Der Napoleonstein Gonsenheim ist ein 1839 im damaligen Gonsenheim bei Mainz aufgestellter Gedenkstein der Gonsenheimer Bürger, die unter Napoleon Bonaparte in der Napoleonischen Armee dienten. Neben einer kurzen Inschrift listet der Gedenkstein alle 40 Gonsenheimer Bürger mit ihrem damaligen Rang und ihrer Einheit in der französischen Armee sowie ihrem Sterbedatum auf. Er steht heute in der Pfarrer-Grimm-Anlage in dem seit 1939 eingemeindeten Mainz-Gonsenheim und ist eines von insgesamt vier Denkmälern, die Mainzer Veteranen im Gedenken ihrer Militärtätigkeit und zu Ehren Napoleons gesetzt haben. Der Napoleonstein zählt zu den Kulturdenkmälern des Vorortes.

Der Napoleonstein in Mainz Gonsenhzeim wird in voller Größe frontal gezeigt.
Napoleonstein Gonsenheim in voller Ansicht

Gonsenheim als Teil von Frankreich Bearbeiten

Das damals vor den Toren der Stadt Mainz gelegene Dorf Gonsenheim war bereits 1792/1793 sowie seit dem Frieden von Campo Formio 1797 wie alle linksrheinischen Gebiete des ehemaligen Kurfürstentums Mainz in französischer Hand. Im Frieden von Luneville 1801 wurde das gesamte Gebiet auch offiziell an Frankreich abgetreten. Spätestens seit der vollständigen Gleichstellung der linksrheinischen Départements mit denen in Frankreich ab dem September 1802 galt die vollständige französische Gesetzgebung, die auch eine Pflicht zum Militärdienst beinhaltete.[1] Der Maire des Ortes musste dazu mindestens einmal im Jahr, oft auch mehrmals, einen „Rekrutierungsausschuss“ einberufen. Dieser musterte dann alle Männer über 16 Jahre auf ihre Tauglichkeit und auf ihre Verfügbarkeit für das Militär. Wurden geeignete Männer zuerst durch ein Losverfahren (Gesetz vom 20. Dezember 1804) ermittelt und einberufen, wurde in späteren Jahren und insbesondere nach den hohen Verlusten im Russlandfeldzug 1812 die Einberufungspolitik mit den sogenannten Konskriptionen wesentlich rigider.

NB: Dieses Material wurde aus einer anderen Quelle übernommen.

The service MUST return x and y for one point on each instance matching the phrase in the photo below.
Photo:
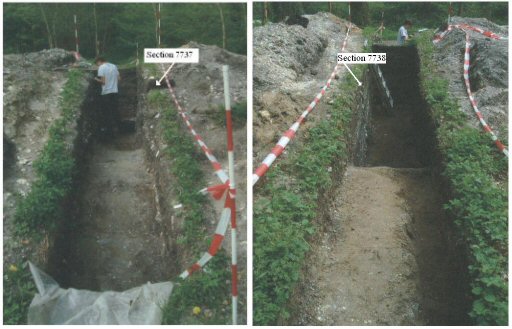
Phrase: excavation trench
(390, 256)
(114, 238)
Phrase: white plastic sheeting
(55, 305)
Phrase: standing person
(403, 35)
(108, 76)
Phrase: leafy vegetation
(185, 168)
(41, 212)
(202, 299)
(116, 28)
(19, 289)
(478, 202)
(286, 206)
(422, 14)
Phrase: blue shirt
(402, 35)
(110, 72)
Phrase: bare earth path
(385, 262)
(118, 241)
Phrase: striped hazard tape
(227, 213)
(290, 133)
(215, 163)
(472, 100)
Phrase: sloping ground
(31, 92)
(291, 64)
(386, 260)
(287, 201)
(43, 122)
(488, 72)
(116, 241)
(200, 91)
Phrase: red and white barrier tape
(215, 163)
(229, 212)
(218, 237)
(290, 133)
(486, 127)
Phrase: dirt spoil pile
(488, 72)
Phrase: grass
(41, 212)
(202, 299)
(475, 171)
(286, 206)
(209, 291)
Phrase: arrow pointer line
(358, 82)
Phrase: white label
(171, 55)
(362, 58)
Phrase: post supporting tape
(466, 65)
(290, 133)
(231, 195)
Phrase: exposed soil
(488, 72)
(291, 65)
(389, 256)
(200, 91)
(32, 86)
(116, 241)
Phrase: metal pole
(349, 15)
(77, 41)
(159, 30)
(137, 60)
(232, 194)
(449, 12)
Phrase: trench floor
(388, 264)
(116, 241)
(387, 257)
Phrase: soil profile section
(389, 255)
(114, 239)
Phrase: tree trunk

Der Gonsenheimer Veteranenverein Bearbeiten

Zum Ende der französischen Ära, 1815, zählte Gonsenheim circa 1200 Einwohner, wovon zuvor mindestens 40 namentlich bekannte Bürger Kriegsdienst leisteten. Elf davon starben ab dem Jahr 1806 in den napoleonischen Kriegen, die meisten in der Spätphase der Grande Armée. Die überlebenden und namentlich genannten Bürger von Gonsenheim gründeten spätestens nach 1833 und nach dem Vorbild des in diesem Jahr gegründeten Mainzer Veteranenvereins unter Leitung des Mainzer Bürgermeisters Stephan Metz, selbst Veteran, ihren eigenen Veteranenverein.

Andere umliegende Dörfer wie Hechtsheim, Kastel oder Nieder-Olm folgten ebenfalls dem Mainzer Beispiel. Am 10. September 1839, dem Geburtstag der Landesherrin Wilhelmine von Baden, Ehefrau Ludwigs II., des Großherzogs von Hessen und bei Rhein, konnte der Gonsenheimer Veteranenverein seinen Gedenkstein auf dem damaligen Friedhofsgelände (heute: Pfarrer-Grimm-Anlage) aufstellen.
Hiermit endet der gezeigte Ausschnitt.